Il semble qu’il y ait deux catégories d’effets. D’abord, il y a les effets prédictibles, qu’ils soient souhaités ou non (surprise des passants, regard des gens s’attardant, sentiment de peur éprouvé par ceux auxquels cette pratique est étrangère, ou, au contraire, stimulation, envie d’en faire autant, tentative de récupération marchande du phénomène par des entreprises…). Ceux-ci, bien qu’ils ne puissent être assimilés à la pratique elle-même, semblent y être inhérents, et en découler naturellement. Ensuite, il y a les effets non prédictibles mais constatés (colère des passants ou des résidents des abords, prise en main et gestion de la situation par les autorités locales (Mairie, etc…), chasse aux pratiquants…), ces derniers étant loin d’être sans intérêt du point de vue d’une étude sociologique du Parkour.
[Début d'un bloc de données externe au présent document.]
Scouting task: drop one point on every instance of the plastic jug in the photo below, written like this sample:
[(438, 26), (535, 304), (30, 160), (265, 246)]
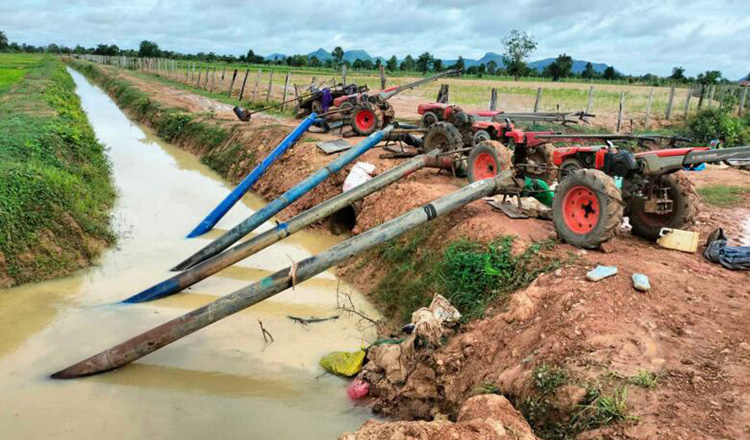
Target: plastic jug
[(681, 240)]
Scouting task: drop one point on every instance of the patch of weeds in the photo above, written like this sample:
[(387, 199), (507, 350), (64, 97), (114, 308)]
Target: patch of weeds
[(644, 379), (487, 388), (601, 410), (723, 195), (469, 274), (547, 378)]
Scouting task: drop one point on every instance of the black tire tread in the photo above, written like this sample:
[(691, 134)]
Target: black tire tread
[(601, 184)]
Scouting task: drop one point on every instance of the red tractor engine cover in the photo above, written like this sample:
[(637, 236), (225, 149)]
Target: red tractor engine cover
[(562, 153)]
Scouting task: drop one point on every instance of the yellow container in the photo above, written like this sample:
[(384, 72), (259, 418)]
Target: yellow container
[(686, 241)]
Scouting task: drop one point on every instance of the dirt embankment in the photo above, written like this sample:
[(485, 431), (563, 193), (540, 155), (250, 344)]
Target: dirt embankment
[(55, 188), (572, 355)]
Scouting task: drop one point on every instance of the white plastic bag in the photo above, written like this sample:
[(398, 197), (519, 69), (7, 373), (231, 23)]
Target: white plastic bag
[(360, 173)]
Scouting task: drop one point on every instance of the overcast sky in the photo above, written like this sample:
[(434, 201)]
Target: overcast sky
[(636, 37)]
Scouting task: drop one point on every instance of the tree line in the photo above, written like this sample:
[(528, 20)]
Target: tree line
[(518, 46)]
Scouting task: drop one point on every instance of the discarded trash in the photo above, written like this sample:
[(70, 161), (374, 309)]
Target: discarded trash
[(361, 172), (343, 363), (601, 272), (625, 226), (731, 257), (640, 282), (678, 239), (335, 146), (312, 320), (358, 389)]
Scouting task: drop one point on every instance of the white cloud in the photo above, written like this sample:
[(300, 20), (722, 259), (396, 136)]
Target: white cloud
[(636, 37)]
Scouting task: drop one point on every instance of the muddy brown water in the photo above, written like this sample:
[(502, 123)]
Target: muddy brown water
[(221, 382)]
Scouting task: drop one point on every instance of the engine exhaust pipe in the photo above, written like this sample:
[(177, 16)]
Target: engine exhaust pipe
[(286, 199), (214, 216), (158, 337), (225, 259)]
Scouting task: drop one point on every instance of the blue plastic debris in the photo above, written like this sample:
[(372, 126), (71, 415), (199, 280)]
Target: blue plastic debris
[(640, 282)]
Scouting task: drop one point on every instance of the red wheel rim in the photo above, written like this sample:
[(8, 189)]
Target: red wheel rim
[(484, 166), (581, 210), (365, 120)]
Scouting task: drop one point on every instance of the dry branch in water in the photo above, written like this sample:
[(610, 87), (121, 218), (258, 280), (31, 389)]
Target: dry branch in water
[(266, 334)]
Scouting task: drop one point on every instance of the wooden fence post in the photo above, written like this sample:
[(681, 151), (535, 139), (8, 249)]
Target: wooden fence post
[(231, 84), (270, 86), (687, 103), (669, 104), (619, 113), (590, 101), (257, 83), (648, 108), (442, 97), (242, 90), (283, 97)]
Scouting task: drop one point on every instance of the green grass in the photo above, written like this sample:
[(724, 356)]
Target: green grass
[(14, 67), (601, 410), (470, 275), (723, 195), (644, 379), (548, 378), (55, 191)]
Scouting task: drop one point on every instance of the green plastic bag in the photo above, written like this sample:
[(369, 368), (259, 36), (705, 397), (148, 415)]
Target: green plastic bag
[(343, 363)]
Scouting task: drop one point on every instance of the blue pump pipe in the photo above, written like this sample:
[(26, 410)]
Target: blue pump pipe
[(286, 199), (229, 201)]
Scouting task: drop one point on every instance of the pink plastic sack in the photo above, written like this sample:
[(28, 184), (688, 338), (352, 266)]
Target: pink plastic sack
[(358, 389)]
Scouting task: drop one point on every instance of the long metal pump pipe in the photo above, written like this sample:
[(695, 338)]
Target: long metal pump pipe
[(282, 230), (286, 199), (158, 337), (229, 201)]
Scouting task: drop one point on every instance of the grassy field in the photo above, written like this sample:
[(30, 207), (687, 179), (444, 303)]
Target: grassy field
[(55, 191), (471, 92)]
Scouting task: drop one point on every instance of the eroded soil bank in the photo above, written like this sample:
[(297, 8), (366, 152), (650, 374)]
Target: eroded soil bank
[(55, 188), (222, 382), (579, 359)]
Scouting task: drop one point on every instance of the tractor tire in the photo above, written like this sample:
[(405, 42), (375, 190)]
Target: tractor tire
[(568, 166), (389, 113), (481, 136), (428, 118), (487, 159), (366, 119), (540, 163), (587, 209), (685, 208), (442, 135)]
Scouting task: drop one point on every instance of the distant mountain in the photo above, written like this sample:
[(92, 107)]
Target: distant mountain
[(352, 55), (274, 57), (578, 65), (321, 54)]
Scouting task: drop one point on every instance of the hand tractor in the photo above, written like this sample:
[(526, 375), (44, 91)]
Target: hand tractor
[(367, 113), (435, 112), (461, 132), (588, 206)]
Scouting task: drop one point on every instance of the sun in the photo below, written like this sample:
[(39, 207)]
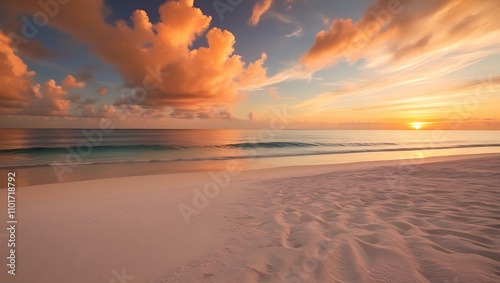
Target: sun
[(417, 125)]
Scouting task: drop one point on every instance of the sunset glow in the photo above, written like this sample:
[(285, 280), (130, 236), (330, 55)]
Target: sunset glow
[(417, 125), (336, 66)]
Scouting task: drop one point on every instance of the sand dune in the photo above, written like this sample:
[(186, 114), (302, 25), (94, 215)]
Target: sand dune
[(351, 223), (442, 226)]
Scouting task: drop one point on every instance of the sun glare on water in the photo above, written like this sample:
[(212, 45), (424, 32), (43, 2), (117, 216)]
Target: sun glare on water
[(417, 125)]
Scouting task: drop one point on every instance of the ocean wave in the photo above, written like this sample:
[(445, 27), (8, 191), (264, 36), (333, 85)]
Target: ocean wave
[(222, 158)]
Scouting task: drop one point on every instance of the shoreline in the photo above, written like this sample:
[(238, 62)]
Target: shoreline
[(341, 222), (261, 225), (53, 175)]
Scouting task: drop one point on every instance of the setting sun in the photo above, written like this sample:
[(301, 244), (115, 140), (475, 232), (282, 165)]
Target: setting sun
[(417, 125)]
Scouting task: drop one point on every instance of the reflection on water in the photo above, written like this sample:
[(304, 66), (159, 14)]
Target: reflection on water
[(34, 153)]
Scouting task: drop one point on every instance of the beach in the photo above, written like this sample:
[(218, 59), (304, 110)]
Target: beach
[(436, 220)]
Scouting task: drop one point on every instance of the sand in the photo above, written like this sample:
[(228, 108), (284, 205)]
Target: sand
[(438, 221)]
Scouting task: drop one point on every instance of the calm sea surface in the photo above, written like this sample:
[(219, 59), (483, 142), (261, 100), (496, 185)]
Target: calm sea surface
[(193, 150)]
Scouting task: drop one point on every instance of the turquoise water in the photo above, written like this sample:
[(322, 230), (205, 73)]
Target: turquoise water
[(41, 155), (29, 148)]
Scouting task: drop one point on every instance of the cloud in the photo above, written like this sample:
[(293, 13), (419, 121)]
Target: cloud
[(51, 101), (202, 113), (102, 91), (297, 33), (259, 9), (86, 74), (404, 34), (34, 49), (15, 79), (70, 82), (208, 76)]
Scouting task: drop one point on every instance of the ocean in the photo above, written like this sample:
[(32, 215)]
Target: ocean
[(171, 151)]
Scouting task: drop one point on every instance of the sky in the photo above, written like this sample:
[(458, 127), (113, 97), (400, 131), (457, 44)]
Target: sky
[(315, 64)]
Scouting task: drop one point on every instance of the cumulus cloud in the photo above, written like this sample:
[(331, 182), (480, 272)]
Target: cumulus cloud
[(102, 91), (16, 80), (406, 32), (51, 101), (70, 82), (144, 53), (259, 9)]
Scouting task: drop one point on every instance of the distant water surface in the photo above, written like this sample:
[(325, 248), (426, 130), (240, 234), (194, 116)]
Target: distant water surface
[(28, 148)]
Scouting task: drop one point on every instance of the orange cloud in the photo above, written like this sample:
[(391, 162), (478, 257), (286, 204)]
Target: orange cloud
[(51, 101), (146, 52), (259, 9), (15, 79), (102, 91), (70, 82), (400, 32)]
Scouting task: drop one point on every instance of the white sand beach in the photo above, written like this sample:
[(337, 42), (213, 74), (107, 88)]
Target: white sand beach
[(438, 221)]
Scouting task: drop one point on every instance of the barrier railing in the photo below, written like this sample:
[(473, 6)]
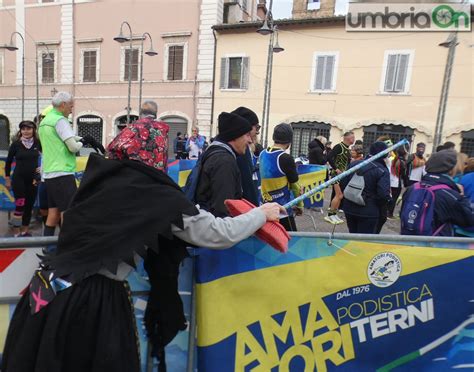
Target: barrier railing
[(332, 239)]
Quelle que soit la finalité originelle du Parkour – fût-ce se déplacer d’un point A à un point B de la manière la plus rapide et la plus efficiente possible, en franchissant les obstacles qui se trouvent sur notre passage -, force est de constater que les effets qu’il provoque sont loin de se limiter à cette finalité supposée, et qu’il affecte l’espace public dont il fait son terrain de jeu et/ou d’entraînement.

I. Un acte politique

Pratiquer le Parkour apparaît dès lors comme un acte politique, bien que certains pratiquants s’en défendent (principalement par le fait d’une acception erronée du terme « politique »), comme si la politique était le mal absolu, et peut-être moins encore le mal qu’il faut combattre, que le mal qu’il ne faut pas faire. Ainsi, si personne ne faisait de politique le monde irait beaucoup mieux, semble-t-il. Hélas, réduire la politique aux échéances électorales et à l’appareil d’état ainsi qu’aux relations mutuelles des divers états n’est pas seulement réducteur, mais fondamentalement faux. La politique, du grec polis (« cité »), se trouve en l’occurrence moins dans le prestige de l’Elysée, du Palais du Luxembourg, et du Palais Bourbon, que dans l’espace public qu’est la rue. La politique n’est ni un bulletin de vote dans une urne, ni un siège à l’Assemblée, c’est « la structure et le fonctionnement, méthodique, théorique, et pratique, d’une communauté, d’une société »(2) ou, selon les mots d’Henri Laborit, biologiste, « une science de l’organisation des structures sociales »(3).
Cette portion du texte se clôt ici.